Mississippi is blessed with approximately 19.2 million acres of forestland throughout the state. Outdoor recreation is one of the most popular pastimes for many Mississippians.
But, did you know that our outdoor activity can contribute to the spread of invasive plants and pests?
Part of the Mississippi Forestry Commission’s (MFC) mission is to provide active leadership in the protection of the state’s forest inventory.
“I think a lot of Mississippians think of the Forestry Commission as the agency that puts out forest fires,” said Russell Bozeman, MFC state forester. “While that is one arm of our protection efforts, we also have foresters dedicated to the health of Mississippi’s forests. These foresters work with landowners to ensure their trees remain healthy and provide information and assistance to prevent the spread of invasive plants and pests.”
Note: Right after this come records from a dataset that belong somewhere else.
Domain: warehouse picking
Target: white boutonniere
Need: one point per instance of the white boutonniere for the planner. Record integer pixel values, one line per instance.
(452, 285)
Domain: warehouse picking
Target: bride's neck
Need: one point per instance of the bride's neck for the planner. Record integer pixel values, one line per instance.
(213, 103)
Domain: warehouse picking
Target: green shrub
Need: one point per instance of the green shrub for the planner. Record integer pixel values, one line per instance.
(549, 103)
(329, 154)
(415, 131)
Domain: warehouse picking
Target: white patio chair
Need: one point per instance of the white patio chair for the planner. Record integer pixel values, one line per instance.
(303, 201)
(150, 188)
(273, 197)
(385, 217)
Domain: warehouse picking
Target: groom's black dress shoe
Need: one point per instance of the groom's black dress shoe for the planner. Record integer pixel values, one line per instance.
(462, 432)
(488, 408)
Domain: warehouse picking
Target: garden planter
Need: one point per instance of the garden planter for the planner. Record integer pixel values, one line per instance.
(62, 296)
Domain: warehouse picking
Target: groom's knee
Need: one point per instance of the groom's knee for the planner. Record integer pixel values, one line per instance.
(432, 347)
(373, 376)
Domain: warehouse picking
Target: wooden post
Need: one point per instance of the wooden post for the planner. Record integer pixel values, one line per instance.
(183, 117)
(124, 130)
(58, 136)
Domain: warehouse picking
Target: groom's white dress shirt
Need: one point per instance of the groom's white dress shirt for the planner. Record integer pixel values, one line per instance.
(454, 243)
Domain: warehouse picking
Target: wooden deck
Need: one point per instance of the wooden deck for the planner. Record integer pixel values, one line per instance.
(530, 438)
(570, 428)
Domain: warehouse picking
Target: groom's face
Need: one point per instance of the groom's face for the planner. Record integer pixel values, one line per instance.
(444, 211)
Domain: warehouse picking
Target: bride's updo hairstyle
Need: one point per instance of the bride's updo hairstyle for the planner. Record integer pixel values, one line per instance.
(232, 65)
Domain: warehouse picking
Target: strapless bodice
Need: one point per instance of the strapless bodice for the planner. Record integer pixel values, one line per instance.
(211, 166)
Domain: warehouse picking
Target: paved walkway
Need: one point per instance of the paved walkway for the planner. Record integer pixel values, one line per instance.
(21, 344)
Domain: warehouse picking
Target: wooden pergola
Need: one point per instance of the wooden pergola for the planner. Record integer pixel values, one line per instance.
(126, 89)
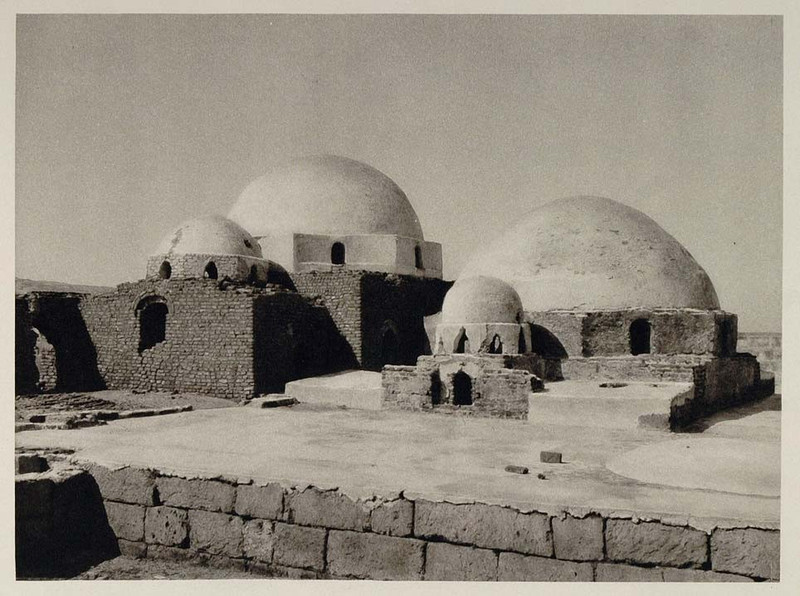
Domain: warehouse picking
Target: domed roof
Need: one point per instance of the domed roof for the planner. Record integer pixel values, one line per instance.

What are Invasive Species?
Invasive species are plants and animals that are not native to a particular area. Invasive species also change their habitat for the worse. Not all nonnative species are considered invasive. Wheat, for example, is nonnative but its introduction has not had an adverse effect on its habitat.
“Unfortunately, Mississippi is now home to a number of invasive plants and pests,” Bozeman said. “Plants like cogongrass and kudzu and pests like the southern pine beetle and the Ips engraver beetle can wreak havoc on a stand of timber.”
How are Invasive Species spread?
There are a variety of ways that invasive species spread. Short-distance spread is typically a natural occurrence. Wind, rain or animals can carry invasive plant seeds a relatively short distance. Short-distance spread rarely becomes a problem because native plants and animals evolve to coexist with the invasive species.
Long-distance spread is almost always human-assisted. Plant seeds or insects are carried a long distance on clothing, vehicles or firewood and introduced to a new area where the natural plants have not built any tolerance for the invasive species. Aggressive species, such as cogongrass, quickly expand their short distance range because there are no natural enemies in the new habitat.
Do humans play a role?
Whether it is for work or play, many Mississippians spend a great deal of time outdoors. Most people are unaware that certain plants or insects are not native and can be harmful to a new habitat.
Many weed seeds move well in soil, so muddy boots or vehicle tires can transport these seeds a great distance. Also, some weed seeds have hooks or barbs that attach to clothing.
Many invasive plants are attractive and can be found in nurseries as ornamentals. They can also hide in nursery stock, potting mixes, or home décor made from raw wood products.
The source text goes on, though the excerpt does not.